Há alguns anos, Håkan Samuelsson, CEO da Volvo, apontava a marca rumo à eletrificação total até 2030. Hoje, porém, essa rota já não será mantida. “Precisamos de uma segunda geração de híbridos plug-in que nos acompanhe até o fim da década de 30”, disse o executivo à Automotive News Europe.
Samuelsson sustenta que a Volvo ainda terá de continuar vendendo veículos com motor a combustão interna até o final da próxima década (que termina em 2040), principalmente por causa da demanda dos consumidores. Na visão dele, cabe aos clientes decidir quando estarão prontos para migrar para veículos 100% elétricos: “não podemos impor isso”, afirmou.
Este é o segundo período de Samuelsson no cargo de CEO da Volvo. Foi ele quem, em 2021, estabeleceu a meta de eletrificação total até 2030. Seu sucessor, Jim Rowan, já havia indicado no ano passado que esse objetivo seria deixado de lado, sendo trocado por uma meta considerada mais realista: 90% das vendas até 2030 serão de veículos eletrificados (elétricos e híbridos).

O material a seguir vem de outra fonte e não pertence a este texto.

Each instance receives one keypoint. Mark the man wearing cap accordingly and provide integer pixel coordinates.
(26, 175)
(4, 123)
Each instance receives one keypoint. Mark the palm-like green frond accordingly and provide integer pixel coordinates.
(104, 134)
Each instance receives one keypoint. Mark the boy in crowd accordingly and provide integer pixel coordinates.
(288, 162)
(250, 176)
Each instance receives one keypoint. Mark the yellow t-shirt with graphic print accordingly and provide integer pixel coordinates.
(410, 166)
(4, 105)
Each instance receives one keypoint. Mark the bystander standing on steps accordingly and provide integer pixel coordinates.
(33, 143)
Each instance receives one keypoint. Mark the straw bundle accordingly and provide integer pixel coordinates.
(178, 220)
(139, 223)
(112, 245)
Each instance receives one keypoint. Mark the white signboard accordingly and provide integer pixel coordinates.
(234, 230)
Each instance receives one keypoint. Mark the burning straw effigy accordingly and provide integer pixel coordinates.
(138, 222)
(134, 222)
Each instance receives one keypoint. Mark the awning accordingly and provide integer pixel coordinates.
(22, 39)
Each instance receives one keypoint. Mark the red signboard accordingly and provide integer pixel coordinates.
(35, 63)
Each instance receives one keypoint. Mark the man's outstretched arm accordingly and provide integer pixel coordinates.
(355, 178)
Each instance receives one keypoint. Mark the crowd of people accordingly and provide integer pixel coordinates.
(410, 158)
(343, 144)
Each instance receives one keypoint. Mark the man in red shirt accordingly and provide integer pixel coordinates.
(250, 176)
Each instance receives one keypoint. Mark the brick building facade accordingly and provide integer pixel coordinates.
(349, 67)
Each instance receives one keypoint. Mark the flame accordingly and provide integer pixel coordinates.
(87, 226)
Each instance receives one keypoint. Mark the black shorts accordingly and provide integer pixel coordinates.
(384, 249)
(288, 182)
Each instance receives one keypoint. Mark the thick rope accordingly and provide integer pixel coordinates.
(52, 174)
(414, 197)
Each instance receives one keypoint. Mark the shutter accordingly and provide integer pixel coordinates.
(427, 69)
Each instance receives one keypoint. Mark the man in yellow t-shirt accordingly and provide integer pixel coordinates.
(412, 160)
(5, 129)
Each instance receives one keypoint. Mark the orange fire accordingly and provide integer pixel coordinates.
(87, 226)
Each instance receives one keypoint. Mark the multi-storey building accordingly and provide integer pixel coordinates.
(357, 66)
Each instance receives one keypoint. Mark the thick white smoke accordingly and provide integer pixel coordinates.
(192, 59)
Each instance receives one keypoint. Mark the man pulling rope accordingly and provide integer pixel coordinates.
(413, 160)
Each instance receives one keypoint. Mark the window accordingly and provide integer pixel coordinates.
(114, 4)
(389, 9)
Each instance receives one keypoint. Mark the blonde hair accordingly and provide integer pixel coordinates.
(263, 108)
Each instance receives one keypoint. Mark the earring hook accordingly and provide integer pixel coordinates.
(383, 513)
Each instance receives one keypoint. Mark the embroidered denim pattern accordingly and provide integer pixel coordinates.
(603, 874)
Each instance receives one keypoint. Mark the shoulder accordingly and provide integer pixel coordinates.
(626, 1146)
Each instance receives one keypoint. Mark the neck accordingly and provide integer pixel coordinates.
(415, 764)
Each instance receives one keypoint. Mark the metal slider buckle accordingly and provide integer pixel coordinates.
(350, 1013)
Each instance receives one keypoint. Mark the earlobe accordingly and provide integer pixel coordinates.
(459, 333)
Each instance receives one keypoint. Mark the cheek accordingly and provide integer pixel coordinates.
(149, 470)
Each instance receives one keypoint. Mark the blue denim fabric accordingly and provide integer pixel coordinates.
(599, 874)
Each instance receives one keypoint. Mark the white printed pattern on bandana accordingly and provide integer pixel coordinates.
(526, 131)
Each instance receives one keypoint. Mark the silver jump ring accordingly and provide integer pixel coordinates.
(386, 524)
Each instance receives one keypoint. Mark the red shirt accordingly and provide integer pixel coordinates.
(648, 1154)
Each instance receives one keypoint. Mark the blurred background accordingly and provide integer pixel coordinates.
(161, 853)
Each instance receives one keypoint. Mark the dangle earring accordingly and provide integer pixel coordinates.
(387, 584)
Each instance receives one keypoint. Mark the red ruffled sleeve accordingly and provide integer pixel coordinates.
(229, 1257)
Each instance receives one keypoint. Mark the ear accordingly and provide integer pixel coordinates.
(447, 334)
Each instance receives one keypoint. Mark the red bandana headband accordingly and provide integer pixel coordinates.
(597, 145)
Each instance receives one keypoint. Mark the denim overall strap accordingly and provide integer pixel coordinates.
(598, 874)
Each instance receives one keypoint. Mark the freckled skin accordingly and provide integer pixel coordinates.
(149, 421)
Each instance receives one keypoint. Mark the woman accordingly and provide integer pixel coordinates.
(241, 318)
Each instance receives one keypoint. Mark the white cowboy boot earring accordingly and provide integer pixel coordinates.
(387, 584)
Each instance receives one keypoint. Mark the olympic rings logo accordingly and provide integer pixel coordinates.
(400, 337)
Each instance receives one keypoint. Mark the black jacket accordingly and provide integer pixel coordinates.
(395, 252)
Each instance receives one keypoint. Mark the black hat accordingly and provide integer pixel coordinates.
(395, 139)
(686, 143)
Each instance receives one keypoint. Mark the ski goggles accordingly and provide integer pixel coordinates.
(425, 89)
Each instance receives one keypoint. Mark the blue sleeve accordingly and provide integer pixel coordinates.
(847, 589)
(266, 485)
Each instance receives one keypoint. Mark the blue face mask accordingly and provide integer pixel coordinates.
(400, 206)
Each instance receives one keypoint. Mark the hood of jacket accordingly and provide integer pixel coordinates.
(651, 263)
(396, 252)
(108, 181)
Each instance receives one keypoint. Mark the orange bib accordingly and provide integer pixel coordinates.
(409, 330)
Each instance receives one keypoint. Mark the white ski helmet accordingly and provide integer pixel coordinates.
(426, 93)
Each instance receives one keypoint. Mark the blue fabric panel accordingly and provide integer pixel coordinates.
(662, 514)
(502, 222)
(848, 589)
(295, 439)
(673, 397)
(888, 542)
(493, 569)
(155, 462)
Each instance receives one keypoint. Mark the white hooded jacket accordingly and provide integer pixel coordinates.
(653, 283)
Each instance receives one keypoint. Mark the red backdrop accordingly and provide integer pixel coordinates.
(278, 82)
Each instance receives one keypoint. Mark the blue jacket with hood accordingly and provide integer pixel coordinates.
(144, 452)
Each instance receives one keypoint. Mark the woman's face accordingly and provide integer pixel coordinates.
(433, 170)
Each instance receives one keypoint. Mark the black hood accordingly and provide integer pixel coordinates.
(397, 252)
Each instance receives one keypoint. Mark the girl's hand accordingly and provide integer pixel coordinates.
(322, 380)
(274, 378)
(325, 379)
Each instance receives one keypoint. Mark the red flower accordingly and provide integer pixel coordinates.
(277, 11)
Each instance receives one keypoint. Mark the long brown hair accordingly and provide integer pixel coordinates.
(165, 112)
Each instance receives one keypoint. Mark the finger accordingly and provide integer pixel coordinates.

Agora, de volta ao comando da fabricante sueca, Samuelsson se mostra menos otimista do que quando deixou a empresa, em 2022. Segundo o executivo, a aceitação dos carros elétricos varia bastante de mercado para mercado.
Por isso, a estratégia atual da Volvo passa por prolongar a vida útil de seus modelos híbridos plug-in, como mostram a atualização do XC90 no ano passado e a do XC60 neste ano.
Volvo XC70: aposta nos híbridos *plug-in*
Não se esperava que esses modelos tivessem sua trajetória estendida - nem mesmo que ganhassem uma nova geração. Seus conjuntos híbridos oferecem autonomia elétrica na faixa de 70-80 km, mas Samuelsson quer ir além.
A segunda geração de híbridos plug-in que ele diz ser necessária promete dar ainda mais protagonismo à parte elétrica, como acontece no novo XC70 (imagem de capa), revelado recentemente.
Pensado para o mercado chinês, o SUV híbrido plug-in anuncia 200 km de autonomia elétrica (ciclo CTLC). Mesmo fazendo a conversão desse número para o ciclo WLTP usado na Europa, ele deverá ser capaz de dobrar a autonomia elétrica dos atuais XC60 e XC90. A grande bateria de 39,6 kWh contribui bastante para esse resultado.
A Volvo já confirmou que o XC70 será vendido na Europa, mas sua chegada ainda deve demorar. Questionado sobre quando isso acontecerá, Samuelsson admitiu que 2026 seria cedo demais. “Vai levar algum tempo”, afirmou, acrescentando que a ambição da Volvo é “trazê-lo para a Europa o mais rápido possível”.
O CEO da marca explica a demora pela impossibilidade de usar o mesmo sistema de infoentretenimento do XC70 “chinês” - na Europa, a Volvo utiliza uma plataforma baseada no Google, diferente da adotada na China. Além disso, o SUV ainda não atende às normas europeias de emissões e segurança.
EREV no futuro?
Se os híbridos plug-in de segunda geração já são uma certeza na Volvo, o passo seguinte pode ser a introdução dos elétricos com extensor de autonomia, ou EREV, como revelou Samuelsson à Automotive News Europe.
Ao contrário dos híbridos plug-in, os EREV são, essencialmente, veículos elétricos nos quais o motor elétrico é o único responsável pela tração (ligado às rodas). O motor a combustão tem apenas a função de gerar energia elétrica. O Mazda MX-30 R-EV é um exemplo desse tipo de veículo, assim como o novo Leapmotor C10 REEV.
Os EREV estão ganhando popularidade na China e podem se tornar a próxima grande aposta das montadoras europeias, especialmente nos segmentos médios e superiores do mercado, onde atuam marcas premium como a Volvo.
Só que essa aposta pode depender bastante do que a União Europeia decidir sobre as metas de emissões para 2035, que serão reduzidas a 100%. Essa redução terá como consequência a proibição da venda de carros novos com motor a combustão.
A UE vai reavaliar essas regras ainda neste ano, e representantes das montadoras defendem uma exceção para que híbridos plug-in e/ou elétricos com extensor de autonomia possam continuar sendo vendidos após 2035. Mas há oposição, tanto de países produtores de automóveis, como França e Espanha, quanto de organizações como a Transport & Environment (T&E), que alertam para os riscos desse tipo de motorização.
A T&E afirma que os elétricos com extensor de autonomia não escapam das mesmas armadilhas dos híbridos plug-in, que, segundo estudos, no “mundo real” emitem até 8,5 vezes mais CO2. Esse fenômeno é explicado pelo fato de que muitos não são carregados com a frequência ideal e, por isso, acabam dependendo muito mais do motor a combustão para se mover.